Whenever Joachim von Pasenow met his father, memories of his boyhood thronged up in him as was natural enough: but the most vivid of these were always the events preceding his entrance to the cadet school in Culm. True, it was only fragments of the past that fleetingly emerged, and important and trivial things flowed chaotically through one another. So perhaps it may seem idle and superfluous to mention Jan, the steward, whose image, though he was a quite secondary figure, obtruded itself in front of all the others. But this may have been because Jan was not really a man, but a beard. For hours one could gaze at him and meditate whether, behind that dishevelled landscape covered with impenetrable yet soft undergrowth, a human creature was concealed.

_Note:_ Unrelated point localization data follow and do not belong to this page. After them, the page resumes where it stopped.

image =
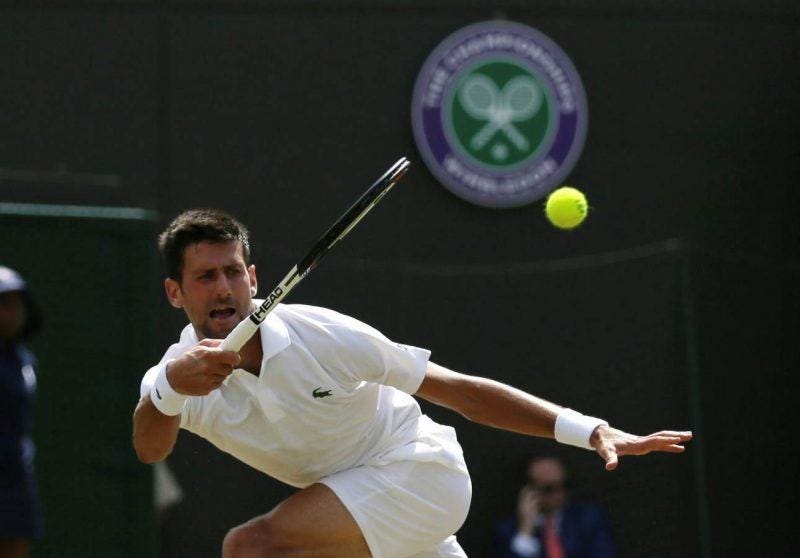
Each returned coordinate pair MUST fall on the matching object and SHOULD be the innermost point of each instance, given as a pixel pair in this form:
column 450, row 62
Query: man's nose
column 223, row 285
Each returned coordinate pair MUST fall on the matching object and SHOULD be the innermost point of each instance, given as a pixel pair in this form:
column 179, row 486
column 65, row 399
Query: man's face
column 216, row 288
column 12, row 315
column 546, row 478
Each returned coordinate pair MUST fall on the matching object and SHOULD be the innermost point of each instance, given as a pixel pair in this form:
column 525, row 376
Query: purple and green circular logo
column 499, row 114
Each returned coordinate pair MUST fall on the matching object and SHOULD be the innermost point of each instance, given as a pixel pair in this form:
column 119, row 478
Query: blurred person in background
column 550, row 525
column 20, row 516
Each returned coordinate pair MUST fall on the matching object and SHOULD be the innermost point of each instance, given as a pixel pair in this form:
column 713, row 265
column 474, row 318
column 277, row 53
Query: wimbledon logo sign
column 499, row 114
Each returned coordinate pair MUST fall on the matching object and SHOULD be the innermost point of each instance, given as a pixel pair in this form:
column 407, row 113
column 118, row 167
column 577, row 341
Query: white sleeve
column 358, row 352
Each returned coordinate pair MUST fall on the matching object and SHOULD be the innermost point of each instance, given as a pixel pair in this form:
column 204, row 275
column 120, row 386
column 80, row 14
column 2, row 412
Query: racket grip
column 240, row 335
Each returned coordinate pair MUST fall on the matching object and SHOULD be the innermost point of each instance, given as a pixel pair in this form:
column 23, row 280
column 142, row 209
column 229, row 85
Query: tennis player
column 323, row 402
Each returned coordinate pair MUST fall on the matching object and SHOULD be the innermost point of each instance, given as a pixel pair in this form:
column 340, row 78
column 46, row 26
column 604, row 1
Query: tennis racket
column 247, row 327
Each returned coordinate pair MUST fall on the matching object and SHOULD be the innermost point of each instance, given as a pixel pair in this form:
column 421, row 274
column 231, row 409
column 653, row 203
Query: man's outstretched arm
column 496, row 404
column 198, row 371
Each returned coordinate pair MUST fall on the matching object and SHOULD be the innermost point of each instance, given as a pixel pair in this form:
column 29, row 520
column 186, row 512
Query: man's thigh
column 313, row 522
column 405, row 508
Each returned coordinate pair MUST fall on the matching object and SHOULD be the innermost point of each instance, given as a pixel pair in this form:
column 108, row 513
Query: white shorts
column 406, row 508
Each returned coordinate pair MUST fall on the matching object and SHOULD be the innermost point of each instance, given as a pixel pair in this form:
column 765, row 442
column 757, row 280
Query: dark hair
column 199, row 225
column 33, row 323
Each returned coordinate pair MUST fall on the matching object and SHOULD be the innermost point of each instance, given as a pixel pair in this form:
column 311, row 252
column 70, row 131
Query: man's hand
column 201, row 369
column 611, row 443
column 527, row 510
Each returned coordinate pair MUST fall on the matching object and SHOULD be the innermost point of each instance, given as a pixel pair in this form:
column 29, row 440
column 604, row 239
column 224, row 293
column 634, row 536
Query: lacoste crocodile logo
column 318, row 393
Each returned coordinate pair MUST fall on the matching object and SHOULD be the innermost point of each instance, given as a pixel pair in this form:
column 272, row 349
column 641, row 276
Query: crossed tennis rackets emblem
column 519, row 100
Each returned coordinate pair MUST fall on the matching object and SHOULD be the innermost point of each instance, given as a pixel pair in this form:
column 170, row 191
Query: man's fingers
column 609, row 455
column 684, row 435
column 231, row 358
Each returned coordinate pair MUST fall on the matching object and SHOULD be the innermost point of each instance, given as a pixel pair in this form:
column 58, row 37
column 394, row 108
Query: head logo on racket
column 499, row 114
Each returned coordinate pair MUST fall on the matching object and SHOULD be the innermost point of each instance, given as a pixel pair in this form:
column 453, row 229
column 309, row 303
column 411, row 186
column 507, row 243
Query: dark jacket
column 585, row 533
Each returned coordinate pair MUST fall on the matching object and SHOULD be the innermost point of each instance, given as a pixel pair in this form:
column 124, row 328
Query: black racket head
column 353, row 215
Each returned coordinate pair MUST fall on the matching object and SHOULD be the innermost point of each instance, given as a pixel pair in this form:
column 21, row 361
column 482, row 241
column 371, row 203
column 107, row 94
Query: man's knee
column 251, row 540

Even when Jan spoke—but he did not speak much—one could not be certain of this, for his words took form behind his beard as behind a curtain, and it might as easily have been another who uttered them. But most exciting of all was when Jan yawned; for then the hairy superficies gaped at a pre-ordained point, substantiating the fact that this was also the place where Jan conveyed food into himself. When Joachim had run to him to tell him of his approaching entrance into the cadet school, Jan was having his dinner; and he sat there cutting bread into chunks and silently listening. At last he said: “Well, is the young master glad?” And then Joachim became aware that he was not in the least glad; he actually felt he wanted to cry; but as there was no immediate pretext for that, he only nodded and said that he was glad.

Then there was the Iron Cross that hung in a glass-covered frame in the big drawing-room. It had belonged to a Pasenow who, in the year 1813, had held a high position in the army. Seeing that it always hung on the wall, the great fuss that was made when Uncle Bernhard received one too was somewhat puzzling. Joachim was still ashamed, now in 1888, that he had ever been so stupid. But perhaps he had been embittered merely
because they had tried to make the cadet school more palatable to him by dangling the Iron Cross before him. In any case his brother Helmuth would have been a more suitable subject for the cadet school, and in spite of the years that had passed Joachim still considered it a ridiculous arrangement that the elder son had to take to the land and the younger to the army. The Iron Cross had left him quite indifferent, but Helmuth had been filled with wild enthusiasm when Uncle Bernhard had taken part in the storming of Kissingen with his division, the Goeben. In any case he wasn’t even a real uncle, but only a cousin of their father’s.